Mark Parker

Personal information
- Full name: Mark Morton Parker
- Born: 2 October 1975 Timaru, South Canterbury, New Zealand
- Died: 12 October 2002 (aged 27) Bali, Indonesia
- Batting: Right-handed
- Relations: Murray Parker (father); John Parker (uncle); Ken Parker (uncle);

Domestic team information
- 1996/97: Otago

Career statistics
| Competition | First-class |
| Matches | 3 |
| Runs scored | 50 |
| Batting average | 8.33 |
| 100s/50s | 0/0 |
| Top score | 14 |
| Catches/stumpings | 5/0 |
- Source: Cricinfo

= Mark Parker (cricketer) =

New Zealand cricketer (1975–2002)

Mark Morton Parker (Note: Some sources spell Parker's middle name "Moreton".) (2 October 1975 – 12 October 2002) was a New Zealand cricketer. He played three matches first-class matches for Otago during the 1996–97 season.

Parker was born at Timaru in South Canterbury in 1975, the son of New Zealand international cricketer Murray Parker. His uncle John Parker also played international cricket for New Zealand while another uncle, Ken Parker, played first-class cricket for Auckland. Parker was educated at Timaru Boys' High School before going on to the University of Otago, where he graduated with a Bachelor of Commerce degree in 1998, with a double major in marketing and management. After graduating he spent two years working and playing cricket in England before later working as a sales representative for a Wellington based company for two years and then returning to work in the banking industry in London for three more years.

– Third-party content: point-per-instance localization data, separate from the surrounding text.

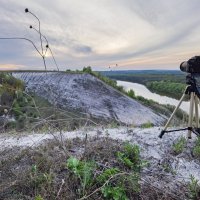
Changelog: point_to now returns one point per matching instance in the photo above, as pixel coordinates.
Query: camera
(191, 66)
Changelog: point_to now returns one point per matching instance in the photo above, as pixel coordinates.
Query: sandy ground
(158, 152)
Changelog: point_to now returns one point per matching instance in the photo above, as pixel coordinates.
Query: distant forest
(164, 82)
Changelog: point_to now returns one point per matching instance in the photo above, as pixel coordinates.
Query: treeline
(169, 84)
(167, 88)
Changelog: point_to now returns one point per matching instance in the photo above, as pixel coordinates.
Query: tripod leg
(191, 114)
(196, 111)
(169, 120)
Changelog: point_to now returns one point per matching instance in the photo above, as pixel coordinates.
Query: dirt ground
(166, 176)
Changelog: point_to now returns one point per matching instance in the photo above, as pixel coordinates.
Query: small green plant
(147, 125)
(179, 145)
(102, 178)
(38, 197)
(83, 170)
(194, 188)
(115, 193)
(196, 150)
(130, 157)
(131, 93)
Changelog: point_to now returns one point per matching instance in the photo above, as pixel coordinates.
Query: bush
(179, 146)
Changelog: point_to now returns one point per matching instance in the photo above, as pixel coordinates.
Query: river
(141, 90)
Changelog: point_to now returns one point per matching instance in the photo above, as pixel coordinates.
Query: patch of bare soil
(40, 171)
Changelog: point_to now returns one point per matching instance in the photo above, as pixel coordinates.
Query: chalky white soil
(165, 170)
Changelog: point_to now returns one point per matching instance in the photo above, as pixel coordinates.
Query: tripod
(193, 92)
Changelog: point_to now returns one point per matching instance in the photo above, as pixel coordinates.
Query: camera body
(191, 66)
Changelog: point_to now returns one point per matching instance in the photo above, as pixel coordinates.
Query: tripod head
(193, 81)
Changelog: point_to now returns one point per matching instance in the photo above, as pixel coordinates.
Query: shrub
(179, 145)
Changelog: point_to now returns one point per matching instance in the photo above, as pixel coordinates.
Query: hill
(89, 95)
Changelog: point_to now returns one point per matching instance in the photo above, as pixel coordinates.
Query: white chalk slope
(88, 94)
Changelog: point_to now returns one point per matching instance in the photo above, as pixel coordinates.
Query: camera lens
(184, 66)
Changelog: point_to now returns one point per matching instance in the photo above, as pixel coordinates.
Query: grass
(179, 145)
(106, 169)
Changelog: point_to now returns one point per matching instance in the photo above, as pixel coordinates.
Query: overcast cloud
(135, 34)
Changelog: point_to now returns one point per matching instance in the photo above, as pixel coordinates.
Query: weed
(83, 170)
(196, 149)
(38, 197)
(179, 145)
(116, 193)
(130, 156)
(194, 188)
(147, 125)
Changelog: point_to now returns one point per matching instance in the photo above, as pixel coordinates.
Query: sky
(103, 34)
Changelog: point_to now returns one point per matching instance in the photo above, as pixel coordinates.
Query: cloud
(98, 33)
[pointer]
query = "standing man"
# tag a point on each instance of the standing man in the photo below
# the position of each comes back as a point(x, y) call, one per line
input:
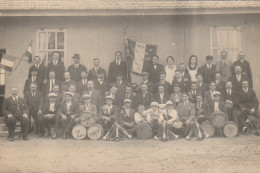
point(116, 67)
point(93, 73)
point(224, 66)
point(15, 108)
point(76, 69)
point(245, 66)
point(55, 65)
point(208, 70)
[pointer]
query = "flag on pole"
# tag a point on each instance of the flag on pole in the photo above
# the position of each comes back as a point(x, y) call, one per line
point(7, 61)
point(138, 55)
point(28, 53)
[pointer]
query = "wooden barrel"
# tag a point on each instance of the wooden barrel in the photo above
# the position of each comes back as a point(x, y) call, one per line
point(230, 130)
point(79, 132)
point(218, 119)
point(208, 128)
point(144, 131)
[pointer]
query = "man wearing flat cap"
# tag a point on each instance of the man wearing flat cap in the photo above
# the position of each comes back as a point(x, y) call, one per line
point(76, 68)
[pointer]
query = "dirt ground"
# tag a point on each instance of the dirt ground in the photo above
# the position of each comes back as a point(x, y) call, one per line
point(240, 154)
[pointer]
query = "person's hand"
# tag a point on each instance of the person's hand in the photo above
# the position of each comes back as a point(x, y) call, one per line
point(10, 116)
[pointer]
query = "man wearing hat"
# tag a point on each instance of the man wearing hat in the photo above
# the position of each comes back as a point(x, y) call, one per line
point(208, 70)
point(49, 116)
point(76, 68)
point(108, 113)
point(68, 111)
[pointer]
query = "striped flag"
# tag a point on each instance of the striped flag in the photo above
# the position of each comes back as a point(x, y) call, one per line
point(7, 61)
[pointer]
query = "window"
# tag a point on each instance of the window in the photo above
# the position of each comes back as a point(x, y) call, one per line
point(225, 38)
point(49, 40)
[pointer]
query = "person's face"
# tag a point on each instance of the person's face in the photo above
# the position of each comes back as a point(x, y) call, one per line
point(162, 77)
point(155, 60)
point(118, 56)
point(76, 60)
point(52, 75)
point(55, 56)
point(14, 92)
point(238, 70)
point(37, 60)
point(143, 88)
point(96, 63)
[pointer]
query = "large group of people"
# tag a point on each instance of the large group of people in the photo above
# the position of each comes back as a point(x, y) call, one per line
point(179, 97)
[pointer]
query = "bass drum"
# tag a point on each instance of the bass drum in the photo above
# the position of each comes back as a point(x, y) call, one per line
point(95, 132)
point(218, 119)
point(144, 131)
point(79, 132)
point(230, 130)
point(208, 128)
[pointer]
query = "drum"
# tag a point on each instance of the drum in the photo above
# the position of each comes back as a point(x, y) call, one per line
point(218, 119)
point(230, 130)
point(87, 119)
point(95, 132)
point(144, 131)
point(79, 132)
point(208, 128)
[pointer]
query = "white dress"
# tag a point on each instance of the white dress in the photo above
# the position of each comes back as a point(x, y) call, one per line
point(170, 73)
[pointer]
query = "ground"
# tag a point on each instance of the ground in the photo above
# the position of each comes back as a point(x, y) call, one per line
point(220, 154)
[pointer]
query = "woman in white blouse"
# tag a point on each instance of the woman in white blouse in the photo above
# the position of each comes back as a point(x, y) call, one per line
point(170, 69)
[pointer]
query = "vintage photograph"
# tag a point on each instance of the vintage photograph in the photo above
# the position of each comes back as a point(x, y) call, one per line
point(129, 86)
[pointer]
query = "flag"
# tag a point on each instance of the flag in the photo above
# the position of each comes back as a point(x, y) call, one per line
point(138, 55)
point(28, 53)
point(7, 61)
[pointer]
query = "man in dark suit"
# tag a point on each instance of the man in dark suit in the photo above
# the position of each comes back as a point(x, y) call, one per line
point(161, 96)
point(145, 97)
point(48, 86)
point(244, 64)
point(155, 70)
point(34, 101)
point(40, 68)
point(14, 108)
point(208, 70)
point(249, 107)
point(116, 67)
point(76, 69)
point(57, 66)
point(93, 73)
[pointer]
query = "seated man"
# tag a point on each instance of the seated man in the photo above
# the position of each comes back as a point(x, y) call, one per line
point(68, 111)
point(49, 116)
point(15, 108)
point(154, 117)
point(249, 107)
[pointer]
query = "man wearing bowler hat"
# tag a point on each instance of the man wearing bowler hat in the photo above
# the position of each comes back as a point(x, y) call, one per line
point(76, 68)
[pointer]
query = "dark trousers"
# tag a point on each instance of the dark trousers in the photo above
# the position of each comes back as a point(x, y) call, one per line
point(11, 123)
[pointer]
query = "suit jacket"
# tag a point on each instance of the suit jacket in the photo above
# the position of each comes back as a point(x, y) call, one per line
point(246, 69)
point(16, 108)
point(41, 71)
point(154, 74)
point(76, 72)
point(146, 101)
point(208, 74)
point(186, 111)
point(59, 70)
point(115, 69)
point(92, 75)
point(249, 99)
point(225, 70)
point(34, 103)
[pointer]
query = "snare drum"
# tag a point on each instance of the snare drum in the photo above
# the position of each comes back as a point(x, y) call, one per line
point(144, 131)
point(218, 119)
point(95, 132)
point(79, 132)
point(230, 130)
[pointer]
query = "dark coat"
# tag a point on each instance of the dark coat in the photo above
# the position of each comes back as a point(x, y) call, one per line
point(76, 72)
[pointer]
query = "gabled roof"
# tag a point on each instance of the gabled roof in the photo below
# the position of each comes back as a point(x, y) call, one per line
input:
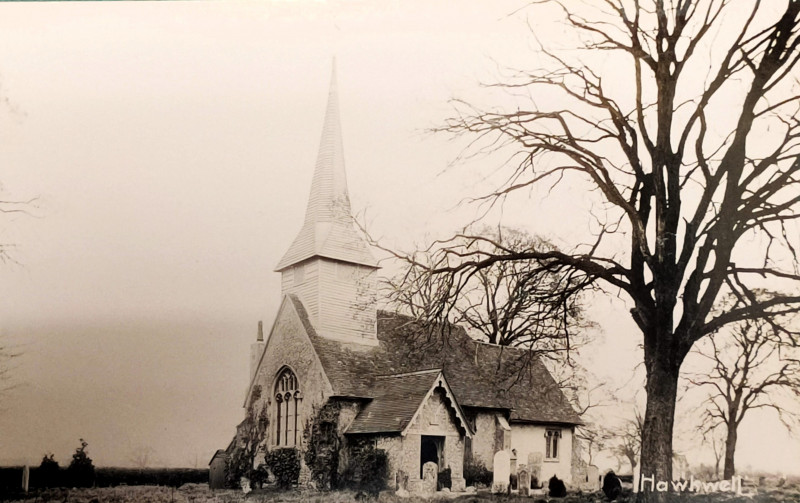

After having played age-group and Second XI cricket for Canterbury and Hawke Cup cricket for South Canterbury in 1993–94, Parker made his played age-group matches for Otago whilst at university in the following two seasons. He made his senior representative debut for Otago in February 1997, making scores of 11 and 14 against Northern Districts on debut. A batsman who was considered "a great timer of the ball" He went on to play two more first-class matches during the season, scoring a total of 50 first-class runs.

Parker had spent the 2002 English season playing club cricket in Hampshire. He was visiting Bali on holiday on the way back to New Zealand when he died as a result of wounds he received in the 2002 Bali bombings. He was aged 27.